In practical applications, when the heat-insulating high-color-rendering glass is used as the glass of the surgical shadowless lamp, it has the functions of heat insulation and high color rendering. In addition, it also has significant advantages. It is equal to 7°C, which will not affect the patient's wound tissue; at the same time, the temperature of the lamp head is less than or equal to 2°C, which is beneficial for doctors to operate.

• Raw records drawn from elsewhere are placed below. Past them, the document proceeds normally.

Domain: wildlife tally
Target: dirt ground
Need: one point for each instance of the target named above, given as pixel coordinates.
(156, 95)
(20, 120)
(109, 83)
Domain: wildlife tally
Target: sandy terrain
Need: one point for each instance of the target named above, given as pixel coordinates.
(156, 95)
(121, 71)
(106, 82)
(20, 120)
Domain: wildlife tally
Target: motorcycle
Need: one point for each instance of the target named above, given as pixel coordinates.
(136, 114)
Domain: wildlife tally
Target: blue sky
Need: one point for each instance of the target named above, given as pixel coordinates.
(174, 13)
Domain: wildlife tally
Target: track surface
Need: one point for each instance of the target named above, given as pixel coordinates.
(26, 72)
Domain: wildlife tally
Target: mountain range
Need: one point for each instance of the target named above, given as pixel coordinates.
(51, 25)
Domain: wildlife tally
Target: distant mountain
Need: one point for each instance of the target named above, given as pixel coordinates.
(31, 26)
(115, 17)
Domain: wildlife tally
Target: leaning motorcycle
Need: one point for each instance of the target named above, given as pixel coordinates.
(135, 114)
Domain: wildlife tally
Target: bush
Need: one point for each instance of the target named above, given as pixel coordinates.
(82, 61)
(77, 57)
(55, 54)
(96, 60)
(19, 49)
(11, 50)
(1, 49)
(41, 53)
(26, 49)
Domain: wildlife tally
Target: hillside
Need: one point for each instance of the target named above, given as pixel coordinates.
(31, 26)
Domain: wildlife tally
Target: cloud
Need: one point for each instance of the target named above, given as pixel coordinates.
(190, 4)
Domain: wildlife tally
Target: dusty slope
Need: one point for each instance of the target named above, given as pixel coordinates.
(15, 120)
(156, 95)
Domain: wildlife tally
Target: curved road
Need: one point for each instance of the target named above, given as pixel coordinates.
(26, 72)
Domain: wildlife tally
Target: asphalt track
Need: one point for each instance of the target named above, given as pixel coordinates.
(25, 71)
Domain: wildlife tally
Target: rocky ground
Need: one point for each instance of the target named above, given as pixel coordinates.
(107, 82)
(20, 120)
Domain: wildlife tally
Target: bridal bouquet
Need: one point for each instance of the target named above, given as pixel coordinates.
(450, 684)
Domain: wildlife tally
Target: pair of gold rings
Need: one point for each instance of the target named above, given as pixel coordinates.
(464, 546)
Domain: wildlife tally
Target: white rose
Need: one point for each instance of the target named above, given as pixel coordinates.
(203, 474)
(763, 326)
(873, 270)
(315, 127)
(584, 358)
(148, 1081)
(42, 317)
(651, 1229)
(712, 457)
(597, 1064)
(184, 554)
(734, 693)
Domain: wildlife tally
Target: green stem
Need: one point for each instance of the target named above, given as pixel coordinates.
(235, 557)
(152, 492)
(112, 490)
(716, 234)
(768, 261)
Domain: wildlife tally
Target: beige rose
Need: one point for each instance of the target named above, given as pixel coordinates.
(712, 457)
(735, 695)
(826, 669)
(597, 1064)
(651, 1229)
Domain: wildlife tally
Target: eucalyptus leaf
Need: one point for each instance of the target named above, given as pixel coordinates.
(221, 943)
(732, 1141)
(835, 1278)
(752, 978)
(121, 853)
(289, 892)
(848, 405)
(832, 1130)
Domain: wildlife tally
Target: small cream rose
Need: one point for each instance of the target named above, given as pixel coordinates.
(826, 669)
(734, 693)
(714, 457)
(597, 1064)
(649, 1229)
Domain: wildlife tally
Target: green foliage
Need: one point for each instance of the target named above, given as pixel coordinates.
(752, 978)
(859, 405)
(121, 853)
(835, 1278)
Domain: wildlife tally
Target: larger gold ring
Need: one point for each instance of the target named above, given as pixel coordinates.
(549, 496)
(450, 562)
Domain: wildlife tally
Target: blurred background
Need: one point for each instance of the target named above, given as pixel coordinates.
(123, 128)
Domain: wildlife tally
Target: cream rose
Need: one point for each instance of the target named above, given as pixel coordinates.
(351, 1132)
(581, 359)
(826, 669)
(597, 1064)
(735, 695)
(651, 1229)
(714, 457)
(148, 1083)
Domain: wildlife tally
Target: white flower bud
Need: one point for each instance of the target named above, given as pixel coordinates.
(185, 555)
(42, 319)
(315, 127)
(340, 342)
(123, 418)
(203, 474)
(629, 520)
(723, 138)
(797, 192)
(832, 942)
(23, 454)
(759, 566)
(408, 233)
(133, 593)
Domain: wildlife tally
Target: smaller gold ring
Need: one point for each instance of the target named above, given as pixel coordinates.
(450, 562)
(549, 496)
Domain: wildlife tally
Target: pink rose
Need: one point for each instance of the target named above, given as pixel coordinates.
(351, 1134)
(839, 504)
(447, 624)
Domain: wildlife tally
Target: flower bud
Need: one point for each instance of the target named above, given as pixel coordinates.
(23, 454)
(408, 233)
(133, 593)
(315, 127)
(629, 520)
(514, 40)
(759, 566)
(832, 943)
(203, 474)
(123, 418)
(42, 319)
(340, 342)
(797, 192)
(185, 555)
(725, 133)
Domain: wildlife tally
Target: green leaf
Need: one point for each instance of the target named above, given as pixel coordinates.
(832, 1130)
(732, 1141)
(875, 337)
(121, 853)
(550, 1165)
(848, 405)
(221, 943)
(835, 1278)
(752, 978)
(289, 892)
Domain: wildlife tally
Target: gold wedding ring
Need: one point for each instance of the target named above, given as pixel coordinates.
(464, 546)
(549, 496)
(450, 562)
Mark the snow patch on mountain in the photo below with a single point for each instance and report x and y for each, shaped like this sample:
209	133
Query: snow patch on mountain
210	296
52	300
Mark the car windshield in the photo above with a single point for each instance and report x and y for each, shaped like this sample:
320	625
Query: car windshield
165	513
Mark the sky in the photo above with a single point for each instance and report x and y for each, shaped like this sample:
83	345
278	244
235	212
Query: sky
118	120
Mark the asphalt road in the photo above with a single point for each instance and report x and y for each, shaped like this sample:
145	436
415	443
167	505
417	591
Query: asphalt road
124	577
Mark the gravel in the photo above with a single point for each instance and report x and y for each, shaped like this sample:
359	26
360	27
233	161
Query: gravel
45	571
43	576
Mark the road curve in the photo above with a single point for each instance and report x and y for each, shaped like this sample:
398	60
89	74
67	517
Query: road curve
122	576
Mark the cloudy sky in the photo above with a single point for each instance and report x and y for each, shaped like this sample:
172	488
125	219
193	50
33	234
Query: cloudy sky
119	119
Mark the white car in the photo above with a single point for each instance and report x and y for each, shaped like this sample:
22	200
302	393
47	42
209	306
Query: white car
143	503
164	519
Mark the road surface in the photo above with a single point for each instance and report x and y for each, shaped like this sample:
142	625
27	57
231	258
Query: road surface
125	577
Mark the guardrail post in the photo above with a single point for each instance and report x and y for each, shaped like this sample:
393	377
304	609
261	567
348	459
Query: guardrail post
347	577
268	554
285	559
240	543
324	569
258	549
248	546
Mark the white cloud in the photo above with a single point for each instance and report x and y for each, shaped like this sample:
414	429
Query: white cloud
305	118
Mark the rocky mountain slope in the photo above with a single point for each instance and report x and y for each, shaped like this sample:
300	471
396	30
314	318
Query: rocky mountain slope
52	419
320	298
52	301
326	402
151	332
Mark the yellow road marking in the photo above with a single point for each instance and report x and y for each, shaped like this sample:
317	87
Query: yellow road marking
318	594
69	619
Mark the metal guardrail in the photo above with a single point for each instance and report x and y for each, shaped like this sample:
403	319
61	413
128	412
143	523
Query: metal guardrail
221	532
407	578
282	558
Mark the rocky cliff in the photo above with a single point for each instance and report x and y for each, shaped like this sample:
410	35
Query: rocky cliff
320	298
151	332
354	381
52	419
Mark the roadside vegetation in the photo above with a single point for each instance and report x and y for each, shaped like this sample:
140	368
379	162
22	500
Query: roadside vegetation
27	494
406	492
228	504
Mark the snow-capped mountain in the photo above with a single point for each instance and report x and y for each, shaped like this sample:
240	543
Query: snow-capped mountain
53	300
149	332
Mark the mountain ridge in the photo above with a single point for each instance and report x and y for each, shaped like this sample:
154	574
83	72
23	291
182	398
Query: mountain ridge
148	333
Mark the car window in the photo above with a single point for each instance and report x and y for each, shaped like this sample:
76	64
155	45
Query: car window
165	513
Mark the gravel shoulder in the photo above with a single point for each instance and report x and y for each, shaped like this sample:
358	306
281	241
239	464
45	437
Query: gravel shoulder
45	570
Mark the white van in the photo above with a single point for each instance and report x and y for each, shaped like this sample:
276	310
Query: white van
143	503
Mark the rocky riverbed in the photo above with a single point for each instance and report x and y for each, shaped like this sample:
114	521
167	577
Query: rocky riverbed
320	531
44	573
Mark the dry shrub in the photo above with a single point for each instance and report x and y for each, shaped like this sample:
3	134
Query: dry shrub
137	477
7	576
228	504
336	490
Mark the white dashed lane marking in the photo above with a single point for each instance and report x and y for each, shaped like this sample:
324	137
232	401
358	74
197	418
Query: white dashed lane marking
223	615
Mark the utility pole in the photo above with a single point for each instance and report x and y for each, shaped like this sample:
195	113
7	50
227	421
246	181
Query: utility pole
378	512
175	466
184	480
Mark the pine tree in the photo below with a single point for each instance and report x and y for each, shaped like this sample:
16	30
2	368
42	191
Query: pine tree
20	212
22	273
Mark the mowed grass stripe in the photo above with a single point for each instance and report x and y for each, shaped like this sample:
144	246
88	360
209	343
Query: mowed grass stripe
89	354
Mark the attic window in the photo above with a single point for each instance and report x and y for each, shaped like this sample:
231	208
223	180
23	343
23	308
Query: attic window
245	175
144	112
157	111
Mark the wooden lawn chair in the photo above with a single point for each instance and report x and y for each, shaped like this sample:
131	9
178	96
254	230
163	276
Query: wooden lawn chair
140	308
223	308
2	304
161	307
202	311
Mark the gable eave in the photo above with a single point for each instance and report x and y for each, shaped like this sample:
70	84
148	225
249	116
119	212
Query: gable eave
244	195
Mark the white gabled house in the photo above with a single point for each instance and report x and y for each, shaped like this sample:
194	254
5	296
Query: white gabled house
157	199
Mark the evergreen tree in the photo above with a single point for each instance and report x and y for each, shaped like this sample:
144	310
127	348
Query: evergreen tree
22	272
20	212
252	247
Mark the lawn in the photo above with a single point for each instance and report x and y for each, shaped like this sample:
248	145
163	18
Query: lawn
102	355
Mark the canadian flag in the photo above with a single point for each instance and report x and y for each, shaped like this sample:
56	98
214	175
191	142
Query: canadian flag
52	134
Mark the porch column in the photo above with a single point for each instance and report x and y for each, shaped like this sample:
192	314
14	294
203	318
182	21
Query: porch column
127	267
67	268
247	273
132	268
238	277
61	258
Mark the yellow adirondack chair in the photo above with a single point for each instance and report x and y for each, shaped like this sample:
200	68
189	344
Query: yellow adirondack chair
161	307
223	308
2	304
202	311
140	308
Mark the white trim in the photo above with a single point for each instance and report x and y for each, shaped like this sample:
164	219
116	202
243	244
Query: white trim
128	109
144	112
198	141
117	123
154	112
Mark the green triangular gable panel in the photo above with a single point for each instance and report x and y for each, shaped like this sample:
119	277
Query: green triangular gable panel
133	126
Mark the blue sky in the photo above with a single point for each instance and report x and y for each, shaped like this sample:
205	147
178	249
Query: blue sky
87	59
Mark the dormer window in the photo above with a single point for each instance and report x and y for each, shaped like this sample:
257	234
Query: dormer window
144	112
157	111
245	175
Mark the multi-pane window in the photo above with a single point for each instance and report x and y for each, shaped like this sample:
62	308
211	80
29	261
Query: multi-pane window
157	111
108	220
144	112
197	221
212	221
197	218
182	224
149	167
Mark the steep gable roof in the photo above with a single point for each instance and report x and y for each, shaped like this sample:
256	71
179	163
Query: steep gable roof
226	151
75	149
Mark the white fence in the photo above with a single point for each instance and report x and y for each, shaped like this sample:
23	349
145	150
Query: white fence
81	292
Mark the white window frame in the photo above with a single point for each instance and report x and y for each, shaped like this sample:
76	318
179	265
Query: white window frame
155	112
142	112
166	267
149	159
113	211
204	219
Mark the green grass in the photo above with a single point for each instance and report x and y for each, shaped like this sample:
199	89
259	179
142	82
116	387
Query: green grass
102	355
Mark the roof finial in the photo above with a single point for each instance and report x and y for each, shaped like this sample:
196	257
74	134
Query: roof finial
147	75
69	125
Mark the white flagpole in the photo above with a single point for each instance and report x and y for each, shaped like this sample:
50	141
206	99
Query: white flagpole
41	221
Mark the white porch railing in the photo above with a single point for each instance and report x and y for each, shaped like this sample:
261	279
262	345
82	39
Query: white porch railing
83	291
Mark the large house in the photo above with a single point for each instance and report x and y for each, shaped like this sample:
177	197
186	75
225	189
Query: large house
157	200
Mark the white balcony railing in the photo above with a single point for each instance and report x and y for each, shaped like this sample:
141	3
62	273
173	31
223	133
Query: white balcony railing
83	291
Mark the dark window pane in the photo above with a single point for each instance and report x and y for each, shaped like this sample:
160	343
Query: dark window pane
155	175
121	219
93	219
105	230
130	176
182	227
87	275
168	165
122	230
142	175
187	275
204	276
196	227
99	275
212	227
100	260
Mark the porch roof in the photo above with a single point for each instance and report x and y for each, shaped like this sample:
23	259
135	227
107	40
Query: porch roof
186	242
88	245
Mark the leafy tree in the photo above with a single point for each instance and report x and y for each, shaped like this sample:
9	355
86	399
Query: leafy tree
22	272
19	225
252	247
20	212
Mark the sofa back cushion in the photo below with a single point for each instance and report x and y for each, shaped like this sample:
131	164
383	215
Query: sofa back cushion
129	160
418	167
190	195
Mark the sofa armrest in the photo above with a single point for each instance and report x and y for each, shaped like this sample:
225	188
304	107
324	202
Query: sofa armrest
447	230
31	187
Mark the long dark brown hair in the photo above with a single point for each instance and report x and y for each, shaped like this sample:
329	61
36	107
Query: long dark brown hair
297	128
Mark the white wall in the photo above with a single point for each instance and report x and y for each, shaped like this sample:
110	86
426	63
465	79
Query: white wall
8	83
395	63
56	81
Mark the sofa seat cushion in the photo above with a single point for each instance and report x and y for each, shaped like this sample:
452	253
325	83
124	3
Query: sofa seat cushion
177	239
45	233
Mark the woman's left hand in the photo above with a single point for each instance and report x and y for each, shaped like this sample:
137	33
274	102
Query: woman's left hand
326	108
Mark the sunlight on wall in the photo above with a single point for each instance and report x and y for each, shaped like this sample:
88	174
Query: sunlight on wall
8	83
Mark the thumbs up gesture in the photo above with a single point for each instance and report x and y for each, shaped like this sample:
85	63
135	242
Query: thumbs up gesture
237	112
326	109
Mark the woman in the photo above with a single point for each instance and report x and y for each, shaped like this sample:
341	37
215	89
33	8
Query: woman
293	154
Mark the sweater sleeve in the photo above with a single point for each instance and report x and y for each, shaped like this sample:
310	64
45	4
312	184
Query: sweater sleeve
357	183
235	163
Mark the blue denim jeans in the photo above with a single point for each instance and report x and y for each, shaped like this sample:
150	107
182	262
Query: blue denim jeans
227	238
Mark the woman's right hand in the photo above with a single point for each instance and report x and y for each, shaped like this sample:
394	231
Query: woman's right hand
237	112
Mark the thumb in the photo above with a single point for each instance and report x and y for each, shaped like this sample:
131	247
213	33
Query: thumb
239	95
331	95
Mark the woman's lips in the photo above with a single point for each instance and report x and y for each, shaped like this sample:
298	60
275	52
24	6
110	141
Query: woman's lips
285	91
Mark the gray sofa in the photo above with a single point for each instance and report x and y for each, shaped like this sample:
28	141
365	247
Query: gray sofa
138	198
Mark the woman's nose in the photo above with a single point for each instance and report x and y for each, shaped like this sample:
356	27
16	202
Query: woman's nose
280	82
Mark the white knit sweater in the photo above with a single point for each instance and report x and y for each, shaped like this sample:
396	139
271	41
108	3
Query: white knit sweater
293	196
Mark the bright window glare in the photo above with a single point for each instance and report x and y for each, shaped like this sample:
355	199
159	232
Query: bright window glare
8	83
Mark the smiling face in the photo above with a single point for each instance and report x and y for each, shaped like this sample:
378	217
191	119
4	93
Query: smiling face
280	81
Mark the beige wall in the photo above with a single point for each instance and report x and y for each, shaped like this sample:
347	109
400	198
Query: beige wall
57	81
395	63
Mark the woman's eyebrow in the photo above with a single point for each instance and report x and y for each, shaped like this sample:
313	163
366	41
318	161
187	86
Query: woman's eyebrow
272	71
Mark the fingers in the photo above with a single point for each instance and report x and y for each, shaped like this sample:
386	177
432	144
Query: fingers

Finally, it should be noted that although the present invention and its advantages have been described in detail above, it should be understood that various changes, substitutions and modifications can be made without departing from the spirit and scope of the present invention defined by the appended claims. transform. Moreover, the scope of the present invention is not limited to the specific embodiments of the procedures, devices, means, methods and steps described in the specification. Those of ordinary skill in the art will readily appreciate from the disclosure of the present invention that existing and future devices that perform substantially the same function or obtain substantially the same results as the corresponding embodiments described herein can be used in accordance with the present invention. The developed process, device, means, method or steps. Accordingly, the appended claims are intended to include within their scope such processes, means, means, methods or steps.

Claims (7)

1. a kind of heat-insulated high colour developing glass, it is characterised in that include each component of following parts by weight：

Boric acid 2.30,

Aluminum oxide 15.70,

Potassium carbonate 1.50,

Phosphorus 75.00,

Iron oxide 2.5,

Cupric oxide 1.25,

Sodium chloride 1.7,

Cobalt 0.5.

2. heat-insulated high colour developing glass according to claim 1, it is characterised in that the iron oxide, cobalt are colouring agent.

3. heat-insulated high colour developing glass according to claim 2, it is characterised in that the refractive index of the heat-insulated high colour developing glass For 1.46~1.56.

4. heat-insulated high colour developing glass according to claim 2, it is characterised in that the colour temperature of the heat-insulated high colour developing glass is 4200K。

5. heat-insulated high colour developing glass according to claim 4, it is characterised in that the colour developing of the heat-insulated high colour developing glass refers to Number is more than or equal to 93%.

6. heat-insulated high colour developing glass according to claim 2, it is characterised in that the transformation temperature of the heat-insulated high colour developing glass Degree is less than or equal to 587 DEG C, and softening temperature is less than or equal to 656 DEG C.

7. heat-insulated high colour developing glass according to claim 2, it is characterised in that the heat-insulated high colour developing glass is 20~30 Linear expansion coefficient in DEG C temperature range is 59.